Il completamento del collegamento con superstrada, a lungo sospirato, tra Milano, Lecco e Colico, dimostra come "una superstrada cambia la vita", e sollecita a realizzare altri progetti non meno vitali per il vostro sistema produttivo, per la vostra popolazione.


In altri settori critici - come quello della formazione, o del rapporto fra università e impresa - la situazione è in movimento. Ovunque, la formazione e qualificazione appare come una condizione dominante per permettere ai piccoli di crescere.


In un territorio come il vostro, dove esiste di fatto la piena occupazione, occorre impegnare sforzi ed ingegno in diverse direzioni.


Occorre anche correggere l'impronta negativa dell'"immagine fabbrica" nell'immaginario collettivo dei giovani. E' un problema che ho già incontrato altrove, nel corso di questo mio "viaggio in Italia": anche se le fabbriche d'oggi hanno poco o nulla in comune con quelle fumose del "Padrone delle Ferriere": [la Ferrari di Maranello, che ho visitato di recente, somiglia più a un salotto o a una serra].


Questo è un problema che si sta incominciando ad affrontare con diverse iniziative in diverse realtà Provinciali: il confronto delle esperienze può essere molto utile.
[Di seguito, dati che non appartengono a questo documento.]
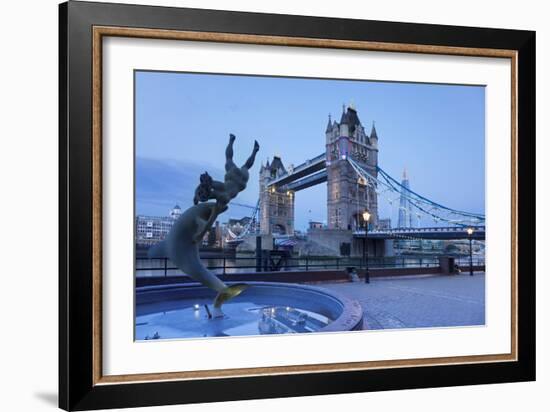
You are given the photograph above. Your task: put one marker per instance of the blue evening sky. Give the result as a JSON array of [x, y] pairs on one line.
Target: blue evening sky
[[183, 120]]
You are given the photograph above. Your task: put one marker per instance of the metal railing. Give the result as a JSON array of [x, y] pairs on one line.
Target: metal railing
[[233, 265]]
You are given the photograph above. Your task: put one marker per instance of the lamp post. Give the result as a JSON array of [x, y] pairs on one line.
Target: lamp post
[[366, 218], [470, 232]]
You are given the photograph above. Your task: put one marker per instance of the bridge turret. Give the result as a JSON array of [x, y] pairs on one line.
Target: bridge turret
[[347, 199]]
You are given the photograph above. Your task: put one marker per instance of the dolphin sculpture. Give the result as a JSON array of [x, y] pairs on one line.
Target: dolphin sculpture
[[181, 245]]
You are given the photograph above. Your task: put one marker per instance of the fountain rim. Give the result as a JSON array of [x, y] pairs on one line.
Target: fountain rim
[[350, 318]]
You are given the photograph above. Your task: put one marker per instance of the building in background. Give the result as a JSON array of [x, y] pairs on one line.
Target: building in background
[[276, 204], [153, 229]]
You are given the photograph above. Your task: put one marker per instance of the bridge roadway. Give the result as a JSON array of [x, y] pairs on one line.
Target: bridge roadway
[[434, 233]]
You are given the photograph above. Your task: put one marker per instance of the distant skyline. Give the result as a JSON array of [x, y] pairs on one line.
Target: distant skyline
[[183, 121]]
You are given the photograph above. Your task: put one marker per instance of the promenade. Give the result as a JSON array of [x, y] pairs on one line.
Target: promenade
[[418, 301]]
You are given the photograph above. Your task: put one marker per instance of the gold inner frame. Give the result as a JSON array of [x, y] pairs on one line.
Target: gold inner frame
[[100, 31]]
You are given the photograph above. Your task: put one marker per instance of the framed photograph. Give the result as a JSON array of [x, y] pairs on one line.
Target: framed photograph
[[256, 205]]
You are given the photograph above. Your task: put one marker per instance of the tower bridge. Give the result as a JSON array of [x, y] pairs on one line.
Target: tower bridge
[[347, 196], [355, 183]]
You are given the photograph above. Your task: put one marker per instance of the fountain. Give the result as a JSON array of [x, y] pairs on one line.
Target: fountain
[[214, 308]]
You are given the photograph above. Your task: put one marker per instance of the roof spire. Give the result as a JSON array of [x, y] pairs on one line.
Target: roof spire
[[373, 134], [344, 118], [329, 125]]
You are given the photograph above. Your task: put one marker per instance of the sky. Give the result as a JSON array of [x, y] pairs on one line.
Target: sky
[[183, 121]]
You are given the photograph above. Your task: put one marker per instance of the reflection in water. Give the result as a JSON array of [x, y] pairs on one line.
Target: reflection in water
[[242, 319]]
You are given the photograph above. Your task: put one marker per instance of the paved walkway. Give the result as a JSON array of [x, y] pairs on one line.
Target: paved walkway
[[418, 302]]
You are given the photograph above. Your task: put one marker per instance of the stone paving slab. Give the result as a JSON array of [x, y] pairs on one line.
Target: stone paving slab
[[419, 301]]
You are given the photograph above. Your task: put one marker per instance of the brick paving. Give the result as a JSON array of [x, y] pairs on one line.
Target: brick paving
[[419, 301]]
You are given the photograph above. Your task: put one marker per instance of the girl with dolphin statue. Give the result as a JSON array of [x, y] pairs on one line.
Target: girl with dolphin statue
[[181, 245]]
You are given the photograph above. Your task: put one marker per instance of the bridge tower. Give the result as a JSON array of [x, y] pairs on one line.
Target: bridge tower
[[276, 204], [347, 196]]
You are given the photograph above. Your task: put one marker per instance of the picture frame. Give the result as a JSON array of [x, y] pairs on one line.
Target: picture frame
[[83, 27]]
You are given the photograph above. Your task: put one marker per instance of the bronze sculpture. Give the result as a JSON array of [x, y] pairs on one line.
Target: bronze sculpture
[[181, 245]]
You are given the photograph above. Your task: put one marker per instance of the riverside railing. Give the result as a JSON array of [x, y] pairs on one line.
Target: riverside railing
[[232, 265]]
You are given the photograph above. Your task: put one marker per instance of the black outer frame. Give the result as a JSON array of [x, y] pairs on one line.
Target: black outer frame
[[76, 389]]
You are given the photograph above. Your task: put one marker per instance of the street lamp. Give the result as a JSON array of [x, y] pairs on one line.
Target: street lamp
[[366, 218], [470, 232]]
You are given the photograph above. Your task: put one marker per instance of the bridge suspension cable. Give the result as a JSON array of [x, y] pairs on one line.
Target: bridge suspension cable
[[423, 205], [246, 230]]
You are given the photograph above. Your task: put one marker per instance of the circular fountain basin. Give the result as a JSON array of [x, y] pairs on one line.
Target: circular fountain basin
[[183, 311]]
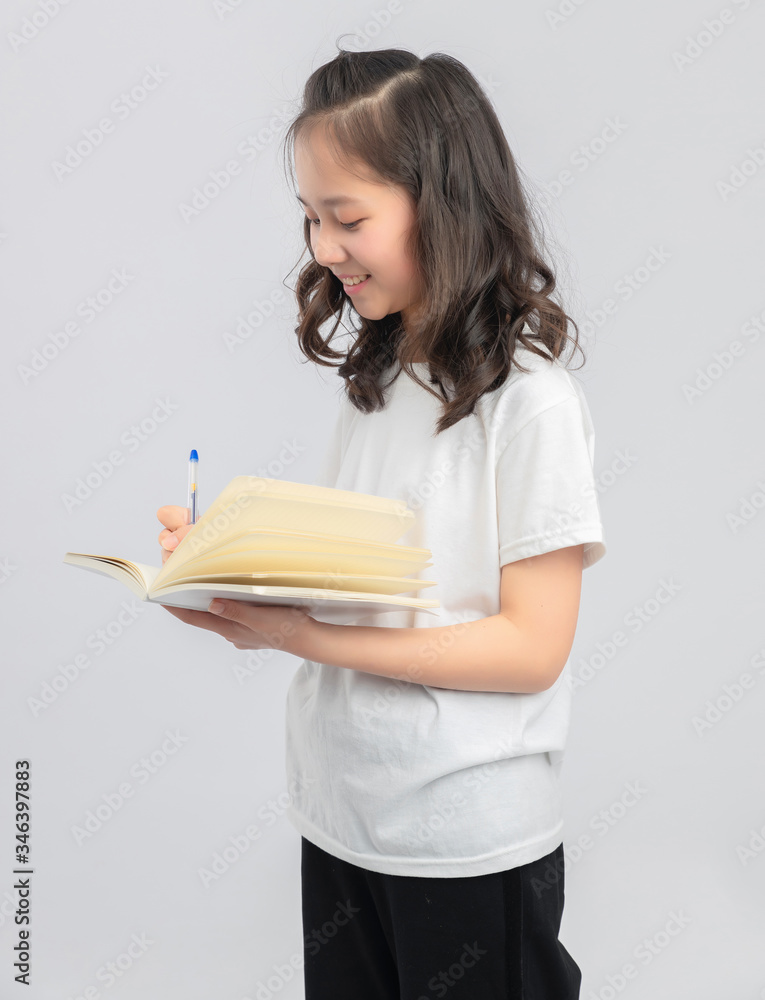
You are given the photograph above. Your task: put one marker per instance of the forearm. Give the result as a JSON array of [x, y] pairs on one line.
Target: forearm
[[489, 654]]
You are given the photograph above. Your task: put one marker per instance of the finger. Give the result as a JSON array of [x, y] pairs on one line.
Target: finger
[[200, 619], [172, 516]]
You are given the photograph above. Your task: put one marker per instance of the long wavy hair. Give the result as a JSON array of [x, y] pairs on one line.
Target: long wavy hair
[[427, 125]]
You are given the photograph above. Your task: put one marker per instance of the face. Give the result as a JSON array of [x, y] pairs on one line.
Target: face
[[363, 234]]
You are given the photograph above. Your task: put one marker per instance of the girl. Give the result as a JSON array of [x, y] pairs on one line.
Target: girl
[[423, 762]]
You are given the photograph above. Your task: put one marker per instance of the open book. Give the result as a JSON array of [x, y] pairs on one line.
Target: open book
[[266, 541]]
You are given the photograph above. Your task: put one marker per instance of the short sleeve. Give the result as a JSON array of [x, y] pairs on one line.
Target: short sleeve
[[333, 452], [546, 495]]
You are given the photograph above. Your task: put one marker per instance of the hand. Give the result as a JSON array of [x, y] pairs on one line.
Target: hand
[[176, 528], [255, 626]]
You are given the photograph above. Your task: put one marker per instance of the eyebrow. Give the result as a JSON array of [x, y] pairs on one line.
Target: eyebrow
[[339, 199]]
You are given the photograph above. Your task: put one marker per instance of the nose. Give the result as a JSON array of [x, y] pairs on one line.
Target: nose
[[327, 251]]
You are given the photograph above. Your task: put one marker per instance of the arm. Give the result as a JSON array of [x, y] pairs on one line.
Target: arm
[[521, 649]]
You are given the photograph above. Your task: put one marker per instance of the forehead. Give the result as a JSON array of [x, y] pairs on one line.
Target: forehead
[[323, 179]]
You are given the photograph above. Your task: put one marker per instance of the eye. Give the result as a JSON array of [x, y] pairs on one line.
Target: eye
[[345, 225]]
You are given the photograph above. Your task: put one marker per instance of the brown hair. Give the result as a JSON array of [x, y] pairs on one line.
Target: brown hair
[[427, 125]]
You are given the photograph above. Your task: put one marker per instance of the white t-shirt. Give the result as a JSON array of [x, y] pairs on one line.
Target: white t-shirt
[[408, 779]]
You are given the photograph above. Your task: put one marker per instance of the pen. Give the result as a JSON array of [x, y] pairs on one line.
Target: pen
[[193, 492]]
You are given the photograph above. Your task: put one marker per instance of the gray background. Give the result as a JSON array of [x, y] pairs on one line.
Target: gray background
[[661, 900]]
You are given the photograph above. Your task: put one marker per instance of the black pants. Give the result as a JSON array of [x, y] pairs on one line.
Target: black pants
[[370, 936]]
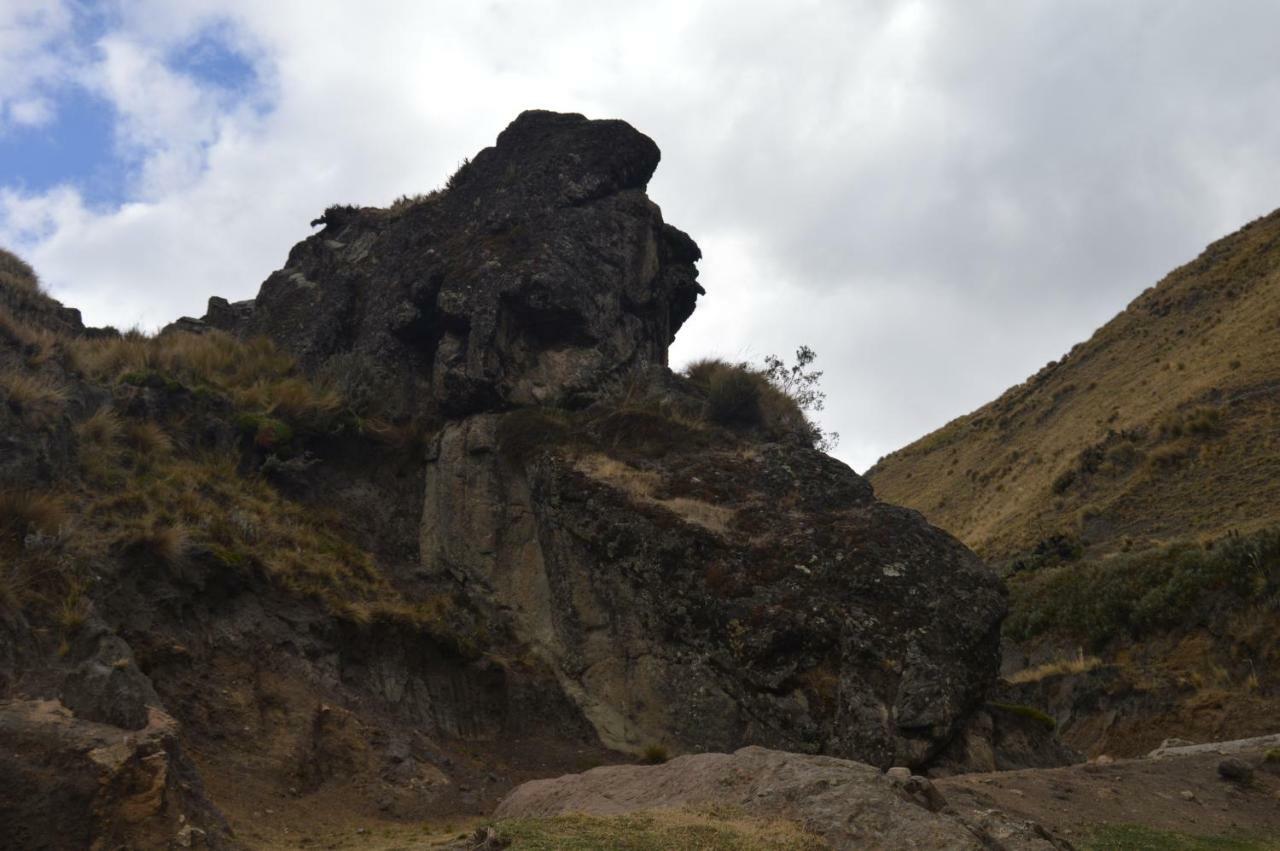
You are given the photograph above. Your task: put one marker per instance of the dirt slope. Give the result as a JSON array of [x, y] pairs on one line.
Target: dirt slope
[[1165, 424]]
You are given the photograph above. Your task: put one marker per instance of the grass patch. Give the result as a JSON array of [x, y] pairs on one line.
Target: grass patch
[[1133, 837], [654, 755], [1029, 713], [37, 398], [657, 831], [1138, 594], [1079, 663]]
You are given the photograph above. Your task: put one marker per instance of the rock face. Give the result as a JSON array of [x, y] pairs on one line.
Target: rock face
[[688, 586], [543, 271], [848, 804], [73, 783]]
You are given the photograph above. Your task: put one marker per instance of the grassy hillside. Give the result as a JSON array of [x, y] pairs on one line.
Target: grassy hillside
[[1165, 425]]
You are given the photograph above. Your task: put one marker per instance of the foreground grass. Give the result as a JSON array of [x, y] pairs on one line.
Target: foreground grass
[[1132, 837], [656, 832]]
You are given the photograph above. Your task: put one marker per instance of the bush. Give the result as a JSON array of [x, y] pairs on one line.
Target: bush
[[773, 398], [1138, 594], [103, 429], [654, 755], [734, 398], [147, 439]]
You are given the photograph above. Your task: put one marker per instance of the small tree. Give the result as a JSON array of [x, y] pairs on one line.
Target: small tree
[[800, 381]]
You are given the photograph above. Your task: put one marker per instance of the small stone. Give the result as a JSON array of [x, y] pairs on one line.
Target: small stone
[[1235, 769], [190, 837]]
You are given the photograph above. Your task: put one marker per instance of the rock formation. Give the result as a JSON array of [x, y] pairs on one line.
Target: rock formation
[[704, 593], [481, 534]]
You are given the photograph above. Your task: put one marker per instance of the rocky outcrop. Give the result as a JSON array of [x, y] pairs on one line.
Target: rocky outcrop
[[74, 783], [716, 594], [688, 585], [846, 804], [539, 274]]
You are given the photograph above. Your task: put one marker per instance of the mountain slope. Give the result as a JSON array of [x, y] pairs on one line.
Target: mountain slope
[[1161, 426]]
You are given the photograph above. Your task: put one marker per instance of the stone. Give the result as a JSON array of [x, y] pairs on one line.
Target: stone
[[644, 562], [850, 805], [543, 270], [1235, 769]]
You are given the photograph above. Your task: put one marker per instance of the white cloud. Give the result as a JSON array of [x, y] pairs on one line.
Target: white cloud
[[937, 197], [31, 111]]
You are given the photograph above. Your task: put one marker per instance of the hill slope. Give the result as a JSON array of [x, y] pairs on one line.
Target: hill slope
[[1164, 425]]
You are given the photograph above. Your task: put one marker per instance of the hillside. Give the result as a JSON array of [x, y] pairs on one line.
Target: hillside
[[1130, 495], [430, 516], [1165, 425]]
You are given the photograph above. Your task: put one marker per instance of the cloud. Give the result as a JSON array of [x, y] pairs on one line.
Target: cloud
[[31, 111], [937, 197]]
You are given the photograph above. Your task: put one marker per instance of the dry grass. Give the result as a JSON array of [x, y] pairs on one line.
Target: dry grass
[[640, 486], [1206, 430], [739, 394], [23, 512], [1079, 663], [695, 829], [37, 398], [147, 439]]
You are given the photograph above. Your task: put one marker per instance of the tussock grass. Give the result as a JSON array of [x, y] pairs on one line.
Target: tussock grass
[[147, 438], [104, 428], [36, 397], [23, 512], [658, 831], [1079, 663], [743, 397], [1137, 594]]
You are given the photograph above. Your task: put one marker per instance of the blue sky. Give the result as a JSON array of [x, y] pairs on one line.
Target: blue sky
[[937, 197], [74, 138]]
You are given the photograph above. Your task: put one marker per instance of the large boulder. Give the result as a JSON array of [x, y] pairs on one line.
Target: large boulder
[[539, 273], [846, 804], [689, 586], [711, 593]]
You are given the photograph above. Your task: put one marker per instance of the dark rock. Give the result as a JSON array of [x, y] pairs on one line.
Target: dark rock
[[539, 274], [108, 686], [1235, 769]]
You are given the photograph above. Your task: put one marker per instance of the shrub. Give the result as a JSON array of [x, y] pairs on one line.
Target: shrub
[[654, 755], [734, 398], [165, 543], [268, 433], [1029, 713], [1138, 594], [773, 398]]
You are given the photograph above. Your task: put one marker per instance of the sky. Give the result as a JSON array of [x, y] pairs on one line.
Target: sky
[[938, 197]]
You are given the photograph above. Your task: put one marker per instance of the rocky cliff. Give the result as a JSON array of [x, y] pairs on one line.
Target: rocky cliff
[[430, 516]]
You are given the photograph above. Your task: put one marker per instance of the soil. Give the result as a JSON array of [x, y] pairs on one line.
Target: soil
[[1072, 801]]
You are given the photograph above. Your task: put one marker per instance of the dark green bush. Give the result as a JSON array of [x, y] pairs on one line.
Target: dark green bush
[[734, 398], [1146, 593]]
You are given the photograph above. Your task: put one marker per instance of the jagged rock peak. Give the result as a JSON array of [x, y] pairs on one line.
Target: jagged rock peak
[[539, 274]]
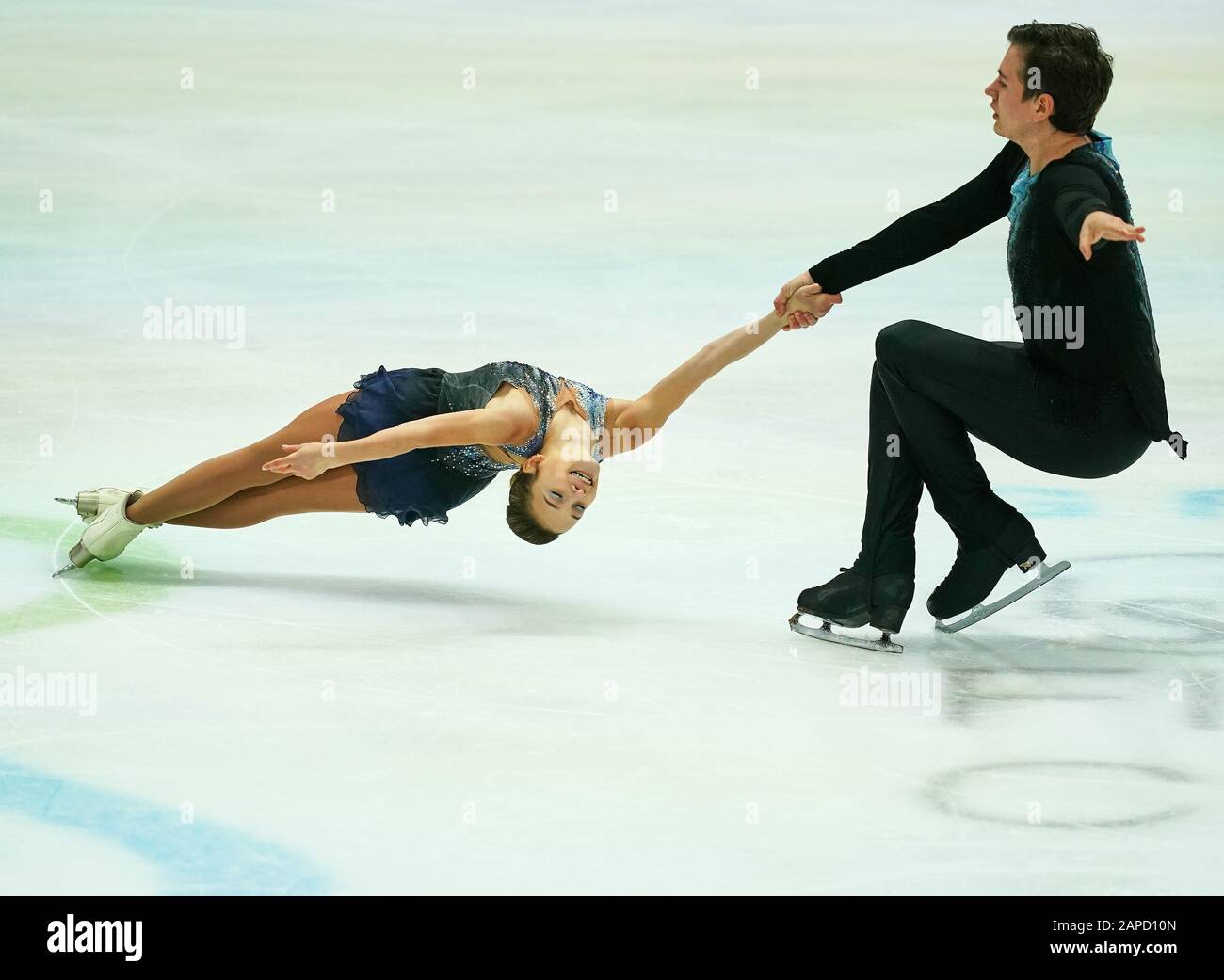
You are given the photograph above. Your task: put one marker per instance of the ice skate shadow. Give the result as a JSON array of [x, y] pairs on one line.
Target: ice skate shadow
[[525, 605]]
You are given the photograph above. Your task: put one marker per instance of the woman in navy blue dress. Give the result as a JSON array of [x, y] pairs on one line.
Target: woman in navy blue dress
[[416, 443]]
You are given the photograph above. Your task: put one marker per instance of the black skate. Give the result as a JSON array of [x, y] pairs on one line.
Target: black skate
[[977, 571], [852, 600]]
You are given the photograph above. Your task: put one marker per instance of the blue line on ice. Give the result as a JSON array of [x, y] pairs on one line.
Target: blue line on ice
[[200, 858]]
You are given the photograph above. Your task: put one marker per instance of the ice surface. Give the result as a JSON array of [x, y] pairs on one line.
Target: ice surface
[[334, 703]]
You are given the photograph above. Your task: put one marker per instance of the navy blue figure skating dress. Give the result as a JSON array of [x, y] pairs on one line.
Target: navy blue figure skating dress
[[425, 484]]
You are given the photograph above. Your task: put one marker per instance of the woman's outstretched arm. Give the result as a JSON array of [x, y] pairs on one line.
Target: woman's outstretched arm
[[636, 421]]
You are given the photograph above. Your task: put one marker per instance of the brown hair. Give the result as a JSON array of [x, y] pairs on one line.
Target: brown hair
[[1070, 68], [518, 511]]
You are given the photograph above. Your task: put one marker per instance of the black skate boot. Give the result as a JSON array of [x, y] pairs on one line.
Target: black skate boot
[[853, 600], [977, 570]]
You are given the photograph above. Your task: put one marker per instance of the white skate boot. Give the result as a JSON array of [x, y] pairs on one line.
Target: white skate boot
[[92, 502], [105, 538]]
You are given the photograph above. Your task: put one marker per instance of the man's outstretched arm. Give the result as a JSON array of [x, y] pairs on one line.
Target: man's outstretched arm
[[919, 233]]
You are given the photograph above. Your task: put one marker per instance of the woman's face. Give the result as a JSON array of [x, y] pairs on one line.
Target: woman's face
[[563, 490]]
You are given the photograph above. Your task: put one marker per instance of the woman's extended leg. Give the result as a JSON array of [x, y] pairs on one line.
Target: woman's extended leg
[[330, 490], [216, 480]]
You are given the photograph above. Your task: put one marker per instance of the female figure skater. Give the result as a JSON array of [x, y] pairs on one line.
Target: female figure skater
[[416, 443], [1081, 396]]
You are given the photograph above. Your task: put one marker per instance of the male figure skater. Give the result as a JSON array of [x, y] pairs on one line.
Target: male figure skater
[[1081, 396]]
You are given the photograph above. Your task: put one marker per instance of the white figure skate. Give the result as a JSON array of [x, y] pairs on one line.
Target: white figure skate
[[105, 538]]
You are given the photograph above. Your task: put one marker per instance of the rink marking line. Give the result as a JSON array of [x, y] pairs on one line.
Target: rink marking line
[[147, 829]]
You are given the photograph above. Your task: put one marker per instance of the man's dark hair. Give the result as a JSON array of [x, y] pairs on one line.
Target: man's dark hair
[[1070, 68], [518, 511]]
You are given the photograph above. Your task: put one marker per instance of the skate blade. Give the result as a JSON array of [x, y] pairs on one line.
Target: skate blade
[[884, 645], [78, 556], [979, 612]]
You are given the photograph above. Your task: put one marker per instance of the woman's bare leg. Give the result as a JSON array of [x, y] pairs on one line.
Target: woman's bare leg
[[220, 477], [330, 490]]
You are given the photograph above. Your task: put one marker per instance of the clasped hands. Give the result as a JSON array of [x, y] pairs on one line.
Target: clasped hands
[[802, 302]]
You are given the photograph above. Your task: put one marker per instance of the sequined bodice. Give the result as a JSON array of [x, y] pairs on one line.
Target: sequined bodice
[[473, 389]]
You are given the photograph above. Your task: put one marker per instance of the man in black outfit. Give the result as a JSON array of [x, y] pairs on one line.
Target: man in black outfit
[[1081, 396]]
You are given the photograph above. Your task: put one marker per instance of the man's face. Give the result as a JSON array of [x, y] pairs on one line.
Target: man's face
[[1014, 114]]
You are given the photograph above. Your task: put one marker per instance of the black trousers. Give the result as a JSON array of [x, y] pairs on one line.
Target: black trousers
[[930, 391]]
E occorre disporre le condizioni per consentire l'afflusso di manodopera qualificata proveniente dai territori che soffrono ancora del male della disoccupazione, e per favorire quelle che io chiamo le "delocalizzazioni in Patria". Per renderle possibili occorrono iniziative di collaborazione fra le associazioni di categoria delle province interessate a "delocalizzare" e quelle delle province che hanno il problema di trovare lavoro per i loro giovani che pure hanno una preparazione scolastica di prim'ordine; province che, in molti casi, offrono soddisfacenti condizioni di "sicurezza".


Per quanto riguarda l'immigrazione, so che avete progetti interessanti - il "Progetto Reti di Accoglienza" - ormai in via di realizzazione per affrontare un problema che, insieme alla ristrettezza del territorio, e alla perenne inadeguatezza delle vie di comunicazione, frenano il vostro sviluppo.


L'esperienza di una vita mi dice che una volta definiti i problemi, una volta individuati i mezzi per affrontarli e risolverli, bisogna saper coinvolgere, e far lavorare insieme, tutte le categorie interessate, e tutte le autorità di governo locale o centrale, o europeo, per realizzare i progetti.


Ieri a Bergamo è stata ricordata una formula che mi è cara, quella dell'alleanza delle autonomie: altrove si parla della necessità di "fare sistema".


Mi dicono che qui a Lecco chi invitasse le varie organizzazioni di categoria, o le diverse autorità locali, anche di differente colore politico, a collaborare tra loro - la collaborazione non esclude, ovviamente, anzi richiede un dibattito politico forte e schietto - sfonderebbe una porta aperta. Me ne rallegro, e mi trattengo quindi dal fare una "predica inutile".


E' mia abitudine, accanto a questi incontri "istituzionali", averne altri più informali, incontri di lavoro veri e propri, che consentono produttivi scambi di informazioni. Il primo, conviviale, con le autorità locali di Bergamo e Lecco, ha già avuto luogo l'altra sera. Un altro ne terrò più tardi qui a Lecco con la partecipazione, tutti insieme, dei rappresentanti di sindacati, imprese, università. Tutti mi dicono che una tale tavola rotonda, a Lecco, non solo si può ma si deve fare, e me ne compiaccio.


Alla base del lavorare assieme, pur facendo ognuno la sua parte, non basta, beninteso, la vicinanza che nasce in un ambiente Provinciale coeso come è questo. E' possibile collaborare soltanto quando c'è il rispetto reciproco, ossia il rispetto delle opinioni altrui, anche diverse, profondamente diverse dalle nostre. Questa è la regola numero uno della democrazia. Ripartirò da Lecco, e dalla Lombardia, con un'accresciuta fiducia nella capacità della nostra società, della nostra economia, dei nostri imprenditori e dei nostri lavoratori, di affrontare, con buona volontà, e con intatti "spiriti vitali" - che sono la molla misteriosa e feconda del progresso - le sfide dei più vasti mercati che ci si aprono in un'Unione Europea più grande, in un mondo che ci auguriamo ritrovi l'ordine e la pace: a tal fine stiamo operando e opereremo con tutte le nostre forze. A voi auguro di cuore buon lavoro, ringraziandovi ancora per la calorosa accoglienza.